Several studies support the use of a glucose/fructose combinations.
Currell and Jeukendrup (2008) showed that using a glucose/fructose mixture in a 2:1 ratio in trained cyclists led to an 8% improvement in time to complete a time trial compared to glucose alone.
Triplett et al. 2010 also showed that using glucose/fructose mixture led to a 9% improvement in speed in competitive cyclists during a simulated 100km cycling time trial, compared to glucose alone. Participants using glucose/fructose experienced no gastric disturbance whilst many of the participants using glucose only reported gastric problems.
Rowlands et al. (2012) showed a significant improvement in race time with the use of maltodextrin/fructose using a 2.5 hr mountain bike race, compared to maltodextrin/glucose. The study also showed a significant reduction in gastric disturbance with maltodextrin/fructose combination.
Putting the theory into practice
Based on this research, I decided to try the combination of maltodextrin/fructose. There are quite a few products out there with this combination, but the one I liked the most was Torq gels. They contain maltodextrin and fructose in the ratio supported by the studies, contain only natural flavours, and don’t use colours, not even natural ones. I liked the latter, because under exercise stress particularly an Ironman, the digestive system is under significant strain, so I didn’t want to put it under more stress with unnecessary ingredients. Another thing I really liked about Torq was the flavour range – they have flavours unlike any other gel I’ve ever had. Orange & banana, rhubarb & custard are just a couple of examples - when you’re on long training session or in an Ironman, variety is important!
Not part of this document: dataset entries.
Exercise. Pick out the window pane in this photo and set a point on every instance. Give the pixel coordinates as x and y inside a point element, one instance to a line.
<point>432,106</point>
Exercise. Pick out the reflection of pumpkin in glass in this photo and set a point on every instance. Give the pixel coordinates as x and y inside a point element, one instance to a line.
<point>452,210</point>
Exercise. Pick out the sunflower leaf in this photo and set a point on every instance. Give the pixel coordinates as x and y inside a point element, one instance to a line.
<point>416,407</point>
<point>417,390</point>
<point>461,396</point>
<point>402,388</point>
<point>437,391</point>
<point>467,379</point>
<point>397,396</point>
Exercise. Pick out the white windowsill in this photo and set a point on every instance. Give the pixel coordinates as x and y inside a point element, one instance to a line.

After trialling the Torq gels a number of times in training with good outcomes in terms of energy maintenance and lack of gastric disturbance, I decided to use them in the big race.
I couldn’t have hoped for a better outcome during the race. I was easily able to consume 3 gels (90g) an hour, without any gastric problems. Moreover I felt I had so much energy on the run, and for the first time in an Ironman I did not lose more than 2kg and end up in the medical tent!
Changing up my nutrition to maltodextrin/fructose was a big win for me – I recommend trying it out.
Stuart Harsley
Pushys Sponsored Triathlete
Ironman U Certified Coach
References
Ironman University Nutrition recourses
Currell K,Jeukendrup AE. Superior endurance performance with ingestion of multiple transportable carbohydrates.Med Sci Sports Exerc. 2008 Feb;40(2):275-81.
Rowlands DS, Swift M, Ros M, Green JG. Composite versus single transportable carbohydrate solution enhances race and laboratory cycling performance.
Appl Physiol Nutr Metab. 2012 Jun;37(3):425-36. Epub 2012 Apr 3.
Triplett D, Doyle JA, Rupp JC, Benardot D. An isocaloric glucose-fructose beverage's effect on simulated 100-km cycling performance compared with a glucose-only beverage. Int J Sport Nutr Exerc Metab. 2010 Apr;20(2):122-31.
Wallis GA, Rowlands DS, Shaw C, Jentjens RL, Jeukendrup AE. Oxidation of combined ingestion of maltodextrins and fructose during exercise. Med Sci Sports Exerc. 2005 Mar;37(3):426-32.
Wallis GA, Hulston CJ, Mann CH, Roper HP, Tipton KD, Jeukendrup AE. Postexercise muscle glycogen synthesis with combined glucose and fructose ingestion. Med Sci Sports Exerc. 2008 Oct;40(10):1789-94.